The Reform movement is failing spectacularly, as a recent Pew study found. Increasingly, fewer are buying what it’s peddling. To encourage populations who might not otherwise feel at home in His house to participate during the High Holy Days came a decision to alter movement holiday prayer books to include foreign concepts, authors and “creative language.”

The Jewish Week hailed this as enlarging the tent, but is this so? Oft times one can have a spacious “tent” with nowhere to sit. Having readers of all denominations, I’m sensitive to the plight of traditionalist secular Jews. (The term is not an oxymoron.)

Every year I receive letters from readers expressing dread of having to attend services and listen to sermons from rabbis pushing values that not only don’t inspire but actually repel. Over the years, I’ve quietly placed a dozen or so families elsewhere, and the experience served as the impetus for further religious growth. This year I made my offer publicly for the first time on JewishWorldReview.com. Your reporter, instead of interviewing me about my motivations, made a presumption that was demonstrably wrong.

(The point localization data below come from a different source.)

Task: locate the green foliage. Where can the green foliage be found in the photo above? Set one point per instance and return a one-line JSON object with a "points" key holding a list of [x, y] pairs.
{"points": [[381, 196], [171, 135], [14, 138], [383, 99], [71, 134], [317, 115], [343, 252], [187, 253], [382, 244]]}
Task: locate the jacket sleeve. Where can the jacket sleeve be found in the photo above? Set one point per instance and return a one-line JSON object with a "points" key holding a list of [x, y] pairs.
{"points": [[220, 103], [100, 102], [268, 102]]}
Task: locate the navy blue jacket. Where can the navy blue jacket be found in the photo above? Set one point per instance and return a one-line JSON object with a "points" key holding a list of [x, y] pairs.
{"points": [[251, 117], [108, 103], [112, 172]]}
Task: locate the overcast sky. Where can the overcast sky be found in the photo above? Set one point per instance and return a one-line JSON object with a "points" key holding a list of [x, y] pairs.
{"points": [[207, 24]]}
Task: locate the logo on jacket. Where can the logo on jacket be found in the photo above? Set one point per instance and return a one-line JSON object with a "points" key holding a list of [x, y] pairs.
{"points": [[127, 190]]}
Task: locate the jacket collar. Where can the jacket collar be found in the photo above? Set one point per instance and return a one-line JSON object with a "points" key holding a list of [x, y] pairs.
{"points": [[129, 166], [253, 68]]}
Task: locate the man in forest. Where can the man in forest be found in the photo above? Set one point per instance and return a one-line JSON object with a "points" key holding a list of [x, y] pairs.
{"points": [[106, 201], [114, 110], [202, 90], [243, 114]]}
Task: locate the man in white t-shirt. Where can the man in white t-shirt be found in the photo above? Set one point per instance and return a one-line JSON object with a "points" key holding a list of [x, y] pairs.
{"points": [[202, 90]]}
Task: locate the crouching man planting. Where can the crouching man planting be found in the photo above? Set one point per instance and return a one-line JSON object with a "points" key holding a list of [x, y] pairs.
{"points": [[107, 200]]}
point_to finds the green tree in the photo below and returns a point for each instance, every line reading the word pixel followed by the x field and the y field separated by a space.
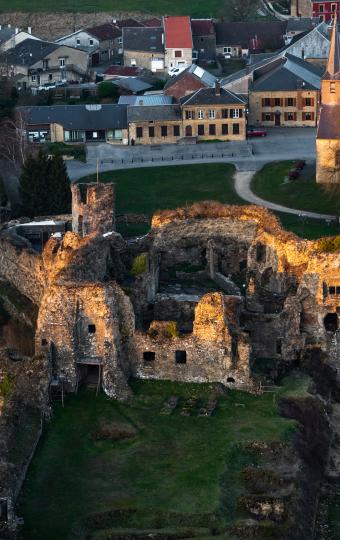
pixel 44 186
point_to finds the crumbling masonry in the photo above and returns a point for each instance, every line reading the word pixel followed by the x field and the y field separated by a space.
pixel 218 290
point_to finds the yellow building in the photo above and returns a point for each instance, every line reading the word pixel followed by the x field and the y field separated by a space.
pixel 286 95
pixel 214 113
pixel 328 136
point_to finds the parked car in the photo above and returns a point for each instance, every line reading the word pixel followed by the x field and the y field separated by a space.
pixel 175 71
pixel 256 132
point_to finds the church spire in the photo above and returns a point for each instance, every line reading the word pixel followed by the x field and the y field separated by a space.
pixel 333 65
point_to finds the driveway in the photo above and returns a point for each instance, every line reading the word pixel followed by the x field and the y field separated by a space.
pixel 280 144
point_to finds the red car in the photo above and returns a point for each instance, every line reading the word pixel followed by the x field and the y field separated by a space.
pixel 256 132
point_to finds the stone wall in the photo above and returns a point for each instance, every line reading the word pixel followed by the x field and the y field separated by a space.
pixel 214 352
pixel 93 208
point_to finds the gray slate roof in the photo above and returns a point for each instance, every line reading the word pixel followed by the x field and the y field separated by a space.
pixel 84 117
pixel 143 39
pixel 153 113
pixel 207 96
pixel 30 51
pixel 294 73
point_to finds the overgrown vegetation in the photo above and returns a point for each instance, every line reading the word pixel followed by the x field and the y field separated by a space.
pixel 175 472
pixel 44 186
pixel 6 386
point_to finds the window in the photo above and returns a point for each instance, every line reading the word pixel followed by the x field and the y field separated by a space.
pixel 236 129
pixel 149 356
pixel 181 357
pixel 224 129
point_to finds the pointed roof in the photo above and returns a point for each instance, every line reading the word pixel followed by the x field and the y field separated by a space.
pixel 333 65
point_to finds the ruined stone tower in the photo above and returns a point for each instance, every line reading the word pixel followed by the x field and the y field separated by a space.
pixel 93 208
pixel 328 137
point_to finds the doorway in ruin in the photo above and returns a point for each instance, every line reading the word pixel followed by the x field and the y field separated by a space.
pixel 89 376
pixel 331 322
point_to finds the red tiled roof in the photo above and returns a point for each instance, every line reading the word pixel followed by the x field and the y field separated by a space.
pixel 105 31
pixel 202 27
pixel 177 32
pixel 122 71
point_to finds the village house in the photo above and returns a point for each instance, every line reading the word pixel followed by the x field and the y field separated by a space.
pixel 76 123
pixel 144 48
pixel 178 42
pixel 11 37
pixel 34 63
pixel 191 79
pixel 214 113
pixel 239 39
pixel 154 124
pixel 326 11
pixel 328 136
pixel 204 39
pixel 287 95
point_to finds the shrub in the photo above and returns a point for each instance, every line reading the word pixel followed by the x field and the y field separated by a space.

Not only did she selectively quote from my Editor’s Note, she actually distorted what I wrote, which was my “arrang[ing] reservations — free of charge! — for Jews of all denominations who think they’ll feel uncomfortable for any reason in their temples and synagogues.”

Lastly — yet most importantly — my roshei yeshiva (spiritual mentors) taught me that every Jew is precious and every living being was created in the Divine image. I live my life accordingly. To suggest that I — or my site — would not want a Jew to connect to his heritage — especially the disenfranchised — is not only untrue but downright offensive.